La femme d’un agent, qui rêvait d’envoyer son fils faire des études aux Etats-Unis _ zou hop, zou hop, zou hop ! - d’Amérique, alla dénoncer un jeune couple qu’elle avait entendu ricaner sottement, mais au bureau des dénonciations on lui dit que son information valait tout au plus une place pour une représentation du cirque national et qu’encore on était généreux si on ne la mettait pas sur écoute. La femme prit la place en marmottant qu’elle la donnerait à son fils, que s’il ne pouvait pas aller aux Etats-Unis il pourrait au moins voir des singes qui marchent sur la tête, que bien sûr c’était perdre au change, mais après tout, depuis que la banque centrale a introduit des pièces – des pièces ! comme si on pouvait acheter quoi que ce soit avec des bouts de métal ! – eh bien, on pouvait l’affirmer, et même, pourquoi pas, l’inscrire sur des banderoles « tout va à vau l’eau ».

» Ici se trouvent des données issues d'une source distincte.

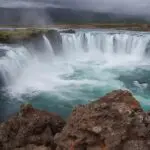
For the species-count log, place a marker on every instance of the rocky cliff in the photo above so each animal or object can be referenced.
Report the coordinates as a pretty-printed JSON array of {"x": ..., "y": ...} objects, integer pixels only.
[{"x": 114, "y": 122}]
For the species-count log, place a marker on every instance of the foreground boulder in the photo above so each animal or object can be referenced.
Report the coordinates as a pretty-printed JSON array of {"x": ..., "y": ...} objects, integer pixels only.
[
  {"x": 31, "y": 129},
  {"x": 114, "y": 122}
]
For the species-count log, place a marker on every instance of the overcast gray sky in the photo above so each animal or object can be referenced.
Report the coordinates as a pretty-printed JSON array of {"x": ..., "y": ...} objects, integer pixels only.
[{"x": 139, "y": 7}]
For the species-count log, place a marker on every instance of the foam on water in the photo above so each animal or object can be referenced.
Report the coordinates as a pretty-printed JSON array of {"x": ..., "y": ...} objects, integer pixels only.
[{"x": 93, "y": 63}]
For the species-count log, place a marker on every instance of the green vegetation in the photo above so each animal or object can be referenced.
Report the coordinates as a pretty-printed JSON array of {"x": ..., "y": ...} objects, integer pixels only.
[{"x": 11, "y": 36}]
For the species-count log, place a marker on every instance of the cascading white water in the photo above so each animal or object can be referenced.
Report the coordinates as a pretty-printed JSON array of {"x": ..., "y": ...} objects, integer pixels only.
[
  {"x": 95, "y": 45},
  {"x": 93, "y": 63},
  {"x": 120, "y": 43}
]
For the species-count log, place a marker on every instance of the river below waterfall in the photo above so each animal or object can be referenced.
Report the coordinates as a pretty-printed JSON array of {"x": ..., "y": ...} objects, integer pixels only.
[{"x": 93, "y": 62}]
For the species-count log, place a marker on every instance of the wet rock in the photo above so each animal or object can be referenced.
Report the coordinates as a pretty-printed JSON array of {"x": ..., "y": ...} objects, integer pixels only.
[
  {"x": 30, "y": 129},
  {"x": 3, "y": 52},
  {"x": 55, "y": 40},
  {"x": 71, "y": 31},
  {"x": 114, "y": 122}
]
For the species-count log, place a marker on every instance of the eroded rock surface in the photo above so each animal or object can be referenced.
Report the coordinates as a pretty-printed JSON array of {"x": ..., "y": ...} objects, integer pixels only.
[
  {"x": 114, "y": 122},
  {"x": 30, "y": 129}
]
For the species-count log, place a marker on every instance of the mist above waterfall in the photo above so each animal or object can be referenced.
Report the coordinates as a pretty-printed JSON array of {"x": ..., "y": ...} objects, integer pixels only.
[
  {"x": 46, "y": 12},
  {"x": 89, "y": 64}
]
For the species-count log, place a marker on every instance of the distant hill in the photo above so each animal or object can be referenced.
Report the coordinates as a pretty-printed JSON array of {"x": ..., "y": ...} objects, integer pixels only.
[{"x": 39, "y": 16}]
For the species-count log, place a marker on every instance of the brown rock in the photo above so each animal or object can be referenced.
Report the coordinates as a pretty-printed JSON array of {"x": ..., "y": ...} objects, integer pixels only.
[
  {"x": 30, "y": 129},
  {"x": 114, "y": 122}
]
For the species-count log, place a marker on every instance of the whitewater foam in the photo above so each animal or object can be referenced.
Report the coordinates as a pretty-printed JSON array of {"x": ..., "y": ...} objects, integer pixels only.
[{"x": 91, "y": 61}]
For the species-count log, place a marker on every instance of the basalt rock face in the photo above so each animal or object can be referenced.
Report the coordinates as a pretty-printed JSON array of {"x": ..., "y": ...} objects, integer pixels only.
[
  {"x": 55, "y": 40},
  {"x": 30, "y": 129},
  {"x": 114, "y": 122}
]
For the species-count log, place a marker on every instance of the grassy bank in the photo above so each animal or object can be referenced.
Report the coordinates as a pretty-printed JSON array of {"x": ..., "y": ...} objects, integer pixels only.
[{"x": 8, "y": 36}]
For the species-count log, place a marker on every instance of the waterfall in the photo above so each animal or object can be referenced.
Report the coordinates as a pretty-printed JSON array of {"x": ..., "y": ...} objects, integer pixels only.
[
  {"x": 100, "y": 43},
  {"x": 120, "y": 43}
]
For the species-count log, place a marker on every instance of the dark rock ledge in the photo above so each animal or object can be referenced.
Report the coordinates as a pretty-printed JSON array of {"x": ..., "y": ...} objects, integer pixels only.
[{"x": 114, "y": 122}]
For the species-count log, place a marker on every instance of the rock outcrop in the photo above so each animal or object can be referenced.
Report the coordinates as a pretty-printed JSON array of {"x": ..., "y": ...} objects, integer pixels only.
[
  {"x": 31, "y": 129},
  {"x": 114, "y": 122},
  {"x": 71, "y": 31},
  {"x": 55, "y": 40}
]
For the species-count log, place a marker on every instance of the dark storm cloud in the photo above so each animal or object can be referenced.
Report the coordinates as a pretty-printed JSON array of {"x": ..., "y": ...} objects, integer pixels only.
[{"x": 135, "y": 7}]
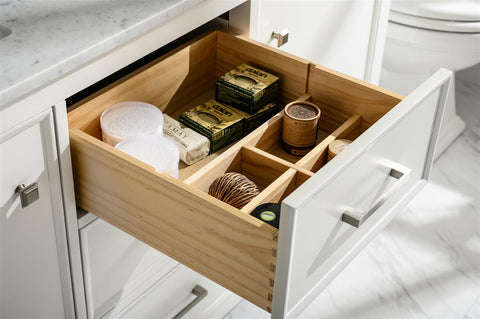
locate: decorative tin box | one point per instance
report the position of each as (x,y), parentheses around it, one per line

Pendant ce temps sur la Place Ba Dinh, les femmes avaient recommencé à se tordre en convulsions nerveuses, balançant frénétiquement leurs ovaires d’avant en arrière – avant arrière – arrière avant – en tendant leurs mains jointes bien haut au dessus de leurs têtes. Que ne laisse-t-on pas le vieillard dormir, non, il lui faut jour après jour féconder les entrailles de ces millions de pulsations qui, d’un coup brusque, cherchent à attraper la semence qui flotte dans les airs. Quatre vingt millions déjà, sans compter tous ceux qui sont morts, sans compter ceux qui naîtrons, non, de vie de maquignon on n’avait vu demander cette prouesse, pas même au meilleur étalon.

 

 

 

J’étais avec Fabien dans un poste de police quand on a sonné, encore une de ces frontières que l’on franchit sans s’en apercevoir, à croire qu’ils le font exprès, ils ne pourraient pas mettre de plus gros panneaux ?

Avant que ne soit décrétée la nuit, les machines à glace passèrent pour lisser le sol de la place et permettre aux partisans de glisser dans leurs maillots collants, de s’entrelacer en un ballet délirant, de tenter d’atteindre l’étoile en s’élançant dans des vrilles célestes qui, la plupart du temps – se finissait en cheville brisée ou en genou déboîté.

 

Les policiers nous payaient un troisième verre de tokay pinot gris, en entonnant l’hymne khmer.